In Equal Rites, the first novel in which she appears, Granny’s definition of headology highlights the deep differences between the magic of Discworld witches and wizards:
‘It’s all down to –’ she tapped her head ‘– headology. How your mind works. Men’s minds work different from ours, see. Their magic’s all numbers and angles and edges and what the stars are doing, as if that really mattered. It’s all power. It’s all –’ Granny paused, and dredged up her favourite word to describe all she despised in wizardry, ‘– jommetry. ’ … ‘It’s the wrong kind of magic for women, is wizard magic … Witches is a different thing altogether … It’s magic out of the ground, not out of the sky, and men never could get the hang of it.’

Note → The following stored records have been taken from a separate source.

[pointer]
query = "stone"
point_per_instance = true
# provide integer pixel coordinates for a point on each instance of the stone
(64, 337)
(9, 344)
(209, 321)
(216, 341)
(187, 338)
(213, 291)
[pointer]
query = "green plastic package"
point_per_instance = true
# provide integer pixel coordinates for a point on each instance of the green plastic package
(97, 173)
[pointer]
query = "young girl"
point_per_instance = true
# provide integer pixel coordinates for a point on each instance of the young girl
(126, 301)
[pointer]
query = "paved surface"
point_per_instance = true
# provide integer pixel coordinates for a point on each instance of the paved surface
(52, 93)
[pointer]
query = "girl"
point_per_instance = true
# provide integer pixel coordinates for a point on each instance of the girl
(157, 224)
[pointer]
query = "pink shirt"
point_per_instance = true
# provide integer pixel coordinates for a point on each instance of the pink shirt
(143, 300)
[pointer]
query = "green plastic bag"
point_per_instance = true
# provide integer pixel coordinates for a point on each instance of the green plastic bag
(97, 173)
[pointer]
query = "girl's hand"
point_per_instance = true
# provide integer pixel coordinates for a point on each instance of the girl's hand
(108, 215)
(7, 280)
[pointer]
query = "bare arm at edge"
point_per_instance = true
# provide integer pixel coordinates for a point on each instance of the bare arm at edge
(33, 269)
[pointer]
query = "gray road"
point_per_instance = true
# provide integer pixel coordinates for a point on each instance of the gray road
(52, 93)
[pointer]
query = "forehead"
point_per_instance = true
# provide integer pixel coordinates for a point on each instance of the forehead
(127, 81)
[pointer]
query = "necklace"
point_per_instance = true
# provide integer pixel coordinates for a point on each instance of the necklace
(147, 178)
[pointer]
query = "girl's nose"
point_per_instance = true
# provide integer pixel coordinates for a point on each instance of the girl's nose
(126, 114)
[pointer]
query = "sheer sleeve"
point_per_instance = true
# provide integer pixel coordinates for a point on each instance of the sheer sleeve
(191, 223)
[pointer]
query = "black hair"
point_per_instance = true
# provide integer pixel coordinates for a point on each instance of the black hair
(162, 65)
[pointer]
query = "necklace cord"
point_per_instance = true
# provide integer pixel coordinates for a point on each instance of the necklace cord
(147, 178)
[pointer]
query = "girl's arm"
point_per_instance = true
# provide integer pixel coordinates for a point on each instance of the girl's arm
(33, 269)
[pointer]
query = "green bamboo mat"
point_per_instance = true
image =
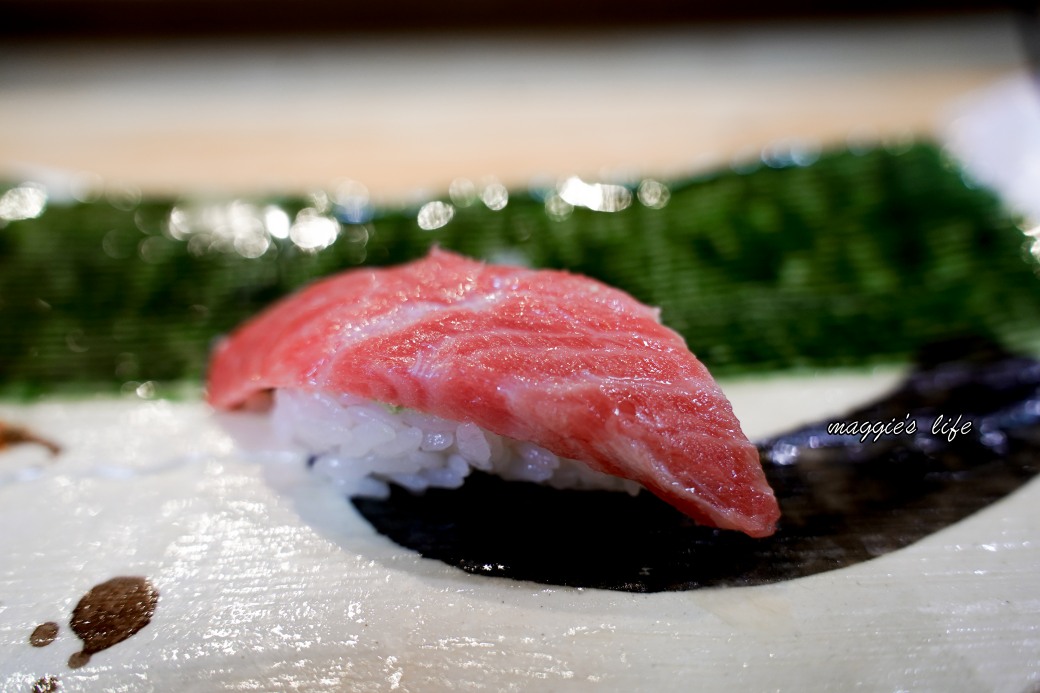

She also refers to witches as ‘the handmaids of nature’. And it’s this focus on the ground and the natural world that makes Pratchett’s witches unique, because each of his witches not only has an intense relationship with the land that she inhabits, but is an expression of its geology. Granny, for example, is a granite witch; she not only derives her power from the mountains where she lives, but she reflects them in her own character and in her practice of magic. And so, in Wintersmith, Granny Weatherwax says of the new teenage witch Tiffany Aching:
‘“She calls to the strength of her hills, all the time. An’ they calls to her! Hills that was once alive, Miss Tick! They feels the rhythm of the dance, an’ so in her bones does she, if she did but know it … She has the strength of her hills,” said Granny.’